DSP 8 [USAF]
The Soviet threat grew in its diversity and unpredictability between 1975 and 1985. These growing and improving threats included longer range SLBMs with increased submarine deployment time and numbers, multiple reentry vehicle (MRV) and multiple independent reentry vehicle (MIRV) missiles, mobile ICBMs, and anti-satellite systems (ASATs) such as orbital interceptors, developing ground-based lasers, and particle beam weapons. The DSP system responded by introducing the Multi-Orbit Satellite/Performance Improvement Modification (MOS/PIM) satellites, designed with multi-orbit capability. They could be orbited into normal geosynchronous orbits (22,300 miles above the earth surface), and also highly elliptical orbits (HEO). The weight of these satellites was increased to 1170 kg with the addition of extra external electronic packages for hardening and survivability, and attitude control system fuel which allowed extending the orbital design life of the satellite to three years.

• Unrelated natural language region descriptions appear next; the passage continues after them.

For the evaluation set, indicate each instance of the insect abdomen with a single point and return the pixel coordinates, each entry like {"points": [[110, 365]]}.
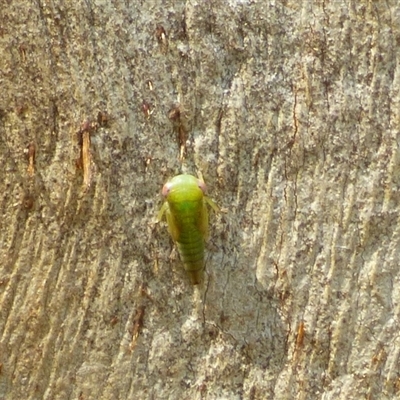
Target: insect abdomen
{"points": [[191, 250]]}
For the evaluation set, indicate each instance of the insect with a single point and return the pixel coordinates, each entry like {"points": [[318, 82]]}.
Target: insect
{"points": [[187, 218]]}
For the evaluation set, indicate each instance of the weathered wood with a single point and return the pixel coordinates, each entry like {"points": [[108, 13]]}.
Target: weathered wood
{"points": [[291, 113]]}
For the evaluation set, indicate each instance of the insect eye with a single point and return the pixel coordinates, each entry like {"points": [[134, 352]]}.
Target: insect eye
{"points": [[166, 189], [202, 186]]}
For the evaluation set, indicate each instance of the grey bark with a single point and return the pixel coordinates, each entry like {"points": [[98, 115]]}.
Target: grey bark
{"points": [[290, 112]]}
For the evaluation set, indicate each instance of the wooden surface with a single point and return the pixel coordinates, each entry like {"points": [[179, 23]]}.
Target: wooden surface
{"points": [[291, 113]]}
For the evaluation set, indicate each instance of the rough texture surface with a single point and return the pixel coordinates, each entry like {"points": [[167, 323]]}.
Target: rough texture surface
{"points": [[291, 113]]}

Electrical capacity was increased to 500 Watts. The MOS/PIM satellites can be distinguished from the DSP Phase II satellites by three (instead of two) electronic packages (located 90 degrees apart) on the rim of the satellite's conical section.
Satellites in this series were Flights 8 through 11, launched between 1979 and 1984. Launch vehicles for this series included the Titan-3(23)C and the first DSP use of the Titan-34D Transtage, both with Transtages for insertion into GEO orbit.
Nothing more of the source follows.